Generally, the immunity afforded to workers from suits by co-employees is governed by section 440.11, Florida Statutes (1995), a portion of the Worker's Compensation Law. However, because appellant and appellee are both governmental employees, appellee's immunity flows from section 768.28(9)(a). See Tracey v. Ludwig, 604 So. 2d 922 (Fla. 2d DCA 1992); McClelland v. Cool, 547 So. 2d 975 (Fla. 2d DCA 1989); see also Elliott v. Dugger, 579 So. 2d 827 (Fla. 1st DCA 1991).

Section 768.28(9)(a) clothes governmental employees with individual immunity that is lost only as to torts committed in bad faith or with malicious purpose or in a manner exhibiting wanton and willful disregard of human rights and safety. Because appellant cannot legitimately contend that appellee acted in bad faith or with a malicious purpose, she argues that appellee's conduct could be considered willful and wanton and therefore outside his individual immunity.

In ruling on a motion for summary judgment, courts must construe facts in a light most favorable to the nonmoving party.

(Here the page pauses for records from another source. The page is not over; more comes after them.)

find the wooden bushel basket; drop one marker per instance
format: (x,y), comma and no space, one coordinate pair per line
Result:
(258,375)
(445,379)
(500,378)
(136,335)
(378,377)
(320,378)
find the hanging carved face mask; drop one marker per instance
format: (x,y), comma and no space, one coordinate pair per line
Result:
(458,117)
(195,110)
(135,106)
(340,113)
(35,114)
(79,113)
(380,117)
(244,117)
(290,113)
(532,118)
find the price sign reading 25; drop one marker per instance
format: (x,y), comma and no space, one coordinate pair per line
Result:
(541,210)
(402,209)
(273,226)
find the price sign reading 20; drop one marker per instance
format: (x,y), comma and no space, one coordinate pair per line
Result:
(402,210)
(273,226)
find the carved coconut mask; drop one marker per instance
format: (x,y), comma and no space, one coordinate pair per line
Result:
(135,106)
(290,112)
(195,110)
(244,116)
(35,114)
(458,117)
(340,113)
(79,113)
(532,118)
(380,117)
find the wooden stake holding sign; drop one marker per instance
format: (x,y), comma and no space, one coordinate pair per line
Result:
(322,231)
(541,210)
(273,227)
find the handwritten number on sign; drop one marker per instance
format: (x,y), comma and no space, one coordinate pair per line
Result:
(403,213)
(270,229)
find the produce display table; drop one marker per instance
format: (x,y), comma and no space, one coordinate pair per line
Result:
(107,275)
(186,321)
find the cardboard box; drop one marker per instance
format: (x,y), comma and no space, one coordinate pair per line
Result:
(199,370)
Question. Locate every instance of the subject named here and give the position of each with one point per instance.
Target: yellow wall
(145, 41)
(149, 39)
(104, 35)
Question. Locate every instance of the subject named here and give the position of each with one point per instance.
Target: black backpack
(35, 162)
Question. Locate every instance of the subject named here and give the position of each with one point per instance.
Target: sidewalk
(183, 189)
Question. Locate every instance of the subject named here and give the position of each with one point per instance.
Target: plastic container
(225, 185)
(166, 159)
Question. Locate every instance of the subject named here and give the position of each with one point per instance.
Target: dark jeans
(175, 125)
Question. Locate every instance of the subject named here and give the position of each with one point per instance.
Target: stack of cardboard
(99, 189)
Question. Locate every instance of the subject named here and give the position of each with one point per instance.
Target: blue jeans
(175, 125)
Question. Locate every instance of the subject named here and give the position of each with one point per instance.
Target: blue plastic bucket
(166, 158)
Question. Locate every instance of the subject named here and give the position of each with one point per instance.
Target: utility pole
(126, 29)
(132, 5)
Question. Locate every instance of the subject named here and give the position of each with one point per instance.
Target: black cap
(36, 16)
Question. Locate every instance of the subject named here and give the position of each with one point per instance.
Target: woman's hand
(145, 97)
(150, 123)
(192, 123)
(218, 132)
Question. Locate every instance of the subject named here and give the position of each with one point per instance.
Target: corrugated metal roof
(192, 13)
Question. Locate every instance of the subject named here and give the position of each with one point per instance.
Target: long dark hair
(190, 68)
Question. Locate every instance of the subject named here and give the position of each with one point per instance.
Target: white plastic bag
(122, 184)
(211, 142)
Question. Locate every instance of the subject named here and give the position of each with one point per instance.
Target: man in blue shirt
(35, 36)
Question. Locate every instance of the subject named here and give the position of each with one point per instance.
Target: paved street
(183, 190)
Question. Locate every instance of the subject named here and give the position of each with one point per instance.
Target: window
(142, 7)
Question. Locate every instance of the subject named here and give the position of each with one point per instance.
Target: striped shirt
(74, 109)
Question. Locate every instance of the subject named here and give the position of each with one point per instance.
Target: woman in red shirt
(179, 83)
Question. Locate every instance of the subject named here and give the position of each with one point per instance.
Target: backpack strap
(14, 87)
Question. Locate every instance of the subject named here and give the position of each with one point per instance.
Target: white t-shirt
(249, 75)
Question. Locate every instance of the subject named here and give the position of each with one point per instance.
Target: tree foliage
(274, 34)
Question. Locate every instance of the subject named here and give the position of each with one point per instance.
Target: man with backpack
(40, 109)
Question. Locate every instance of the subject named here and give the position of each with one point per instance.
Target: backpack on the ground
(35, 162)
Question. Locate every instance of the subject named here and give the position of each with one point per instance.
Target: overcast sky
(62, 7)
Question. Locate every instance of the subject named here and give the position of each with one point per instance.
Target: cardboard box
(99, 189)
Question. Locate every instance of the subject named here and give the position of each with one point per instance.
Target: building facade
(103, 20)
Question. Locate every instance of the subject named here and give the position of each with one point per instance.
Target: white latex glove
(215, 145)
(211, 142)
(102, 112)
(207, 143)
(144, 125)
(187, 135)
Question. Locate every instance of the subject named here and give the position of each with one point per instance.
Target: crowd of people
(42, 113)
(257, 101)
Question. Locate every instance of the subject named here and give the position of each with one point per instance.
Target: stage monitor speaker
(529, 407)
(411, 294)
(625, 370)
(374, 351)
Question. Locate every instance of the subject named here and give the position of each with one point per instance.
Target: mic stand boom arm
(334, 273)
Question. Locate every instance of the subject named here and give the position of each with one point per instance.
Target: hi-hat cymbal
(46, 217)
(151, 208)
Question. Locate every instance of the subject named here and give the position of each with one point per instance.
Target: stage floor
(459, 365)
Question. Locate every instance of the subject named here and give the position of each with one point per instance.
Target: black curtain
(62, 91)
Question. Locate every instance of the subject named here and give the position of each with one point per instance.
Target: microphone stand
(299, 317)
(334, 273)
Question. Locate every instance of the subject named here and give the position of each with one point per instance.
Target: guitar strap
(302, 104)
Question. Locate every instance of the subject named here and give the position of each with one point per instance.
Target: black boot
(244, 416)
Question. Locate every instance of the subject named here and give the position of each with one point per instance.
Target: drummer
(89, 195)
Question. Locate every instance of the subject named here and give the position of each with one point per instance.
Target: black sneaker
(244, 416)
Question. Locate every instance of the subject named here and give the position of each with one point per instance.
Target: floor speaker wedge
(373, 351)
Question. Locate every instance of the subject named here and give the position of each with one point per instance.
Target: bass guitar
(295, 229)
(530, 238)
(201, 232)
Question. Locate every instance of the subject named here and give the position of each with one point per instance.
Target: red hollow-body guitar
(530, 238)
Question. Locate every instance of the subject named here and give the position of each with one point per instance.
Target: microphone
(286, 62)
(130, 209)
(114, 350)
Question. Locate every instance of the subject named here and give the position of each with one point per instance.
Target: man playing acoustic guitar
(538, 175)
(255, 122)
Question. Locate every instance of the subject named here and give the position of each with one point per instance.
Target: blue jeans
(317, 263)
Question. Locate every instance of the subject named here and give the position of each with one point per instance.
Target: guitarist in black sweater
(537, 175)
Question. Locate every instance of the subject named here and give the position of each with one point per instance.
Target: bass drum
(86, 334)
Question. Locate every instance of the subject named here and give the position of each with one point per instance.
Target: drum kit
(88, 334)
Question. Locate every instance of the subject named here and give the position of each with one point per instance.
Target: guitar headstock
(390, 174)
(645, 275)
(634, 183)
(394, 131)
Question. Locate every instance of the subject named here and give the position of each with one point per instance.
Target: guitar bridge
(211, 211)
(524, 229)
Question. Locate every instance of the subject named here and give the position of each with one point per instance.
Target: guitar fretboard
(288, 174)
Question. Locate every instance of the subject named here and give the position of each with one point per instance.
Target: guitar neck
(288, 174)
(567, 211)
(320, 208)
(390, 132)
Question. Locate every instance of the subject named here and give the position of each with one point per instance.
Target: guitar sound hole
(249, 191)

See Courtney v. Florida Transformer, Inc., 549 So. 2d 1061 (Fla. 1st DCA 1989). A summary judgment cannot stand where genuine issues of material fact exist. See Marquez v. Heim Corp., 632 So. 2d 85 (Fla. 3d DCA 1993). Here the facts of the accident are undisputed. Appellant and appellee were friends and coworkers at Graham Elementary School. On the day of the accident, appellee was waiting for his next class to arrive at the physical education field and was casually tossing a football to some students who passed on the sidewalk. He noticed appellant exiting the building, called her name, and tossed the ball underhanded in a slow arc toward her for her to catch. Appellee *1199 saw no reason to believe that tossing the ball to appellant was dangerous. Yet, to his dismay, the ball struck appellant on the jaw and upper chest. He rushed to her assistance and apologized. At that point, he learned that appellant had been carrying some student files which he had not seen prior to tossing her the ball.

Appellant does not dispute these facts as she testified that she simply heard appellee call her name and turned toward him when the football hit her face. She believes the ball traveled in an arc and, although appellant suggests that there is a dispute as to how far the ball traveled, counsel resolved that issue by having appellee mark photographs which show the distance. While appellee knew appellant had jaw problems, there is no evidence that suggests appellee intentionally threw the ball at appellant's head. Appellant did not believe appellee intended to injure anyone, and applied for and received worker's compensation benefits. Based upon these undisputed facts, the trial judge concluded that appellee was immune from suit. Cf. Castro v. Allstate Ins. Co., 724 So. 2d 133 (Fla. 3d DCA 1998) (finding no intent to harm shown where police officer playfully tickled another police officer's ear with the antenna of his hand-held radio, and second officer suddenly and unexpectedly turned head, forcing antenna into ear canal, rupturing second officer's ear drum).

The trial judge correctly recognized that appellee's act of tossing a football to appellant, while perhaps negligent or foolish, did not rise to the level of culpability necessary to avoid immunity. While summary judgments should be cautiously entered, where the material facts are not in dispute and the moving party is entitled to a judgment as a matter of law, it is the court's duty to enter summary judgment. Fla. R. Civ. P. 1.510(c).

We affirm the summary judgment entered for appellee.

PARKER, C.J., and PATTERSON, J., Concur.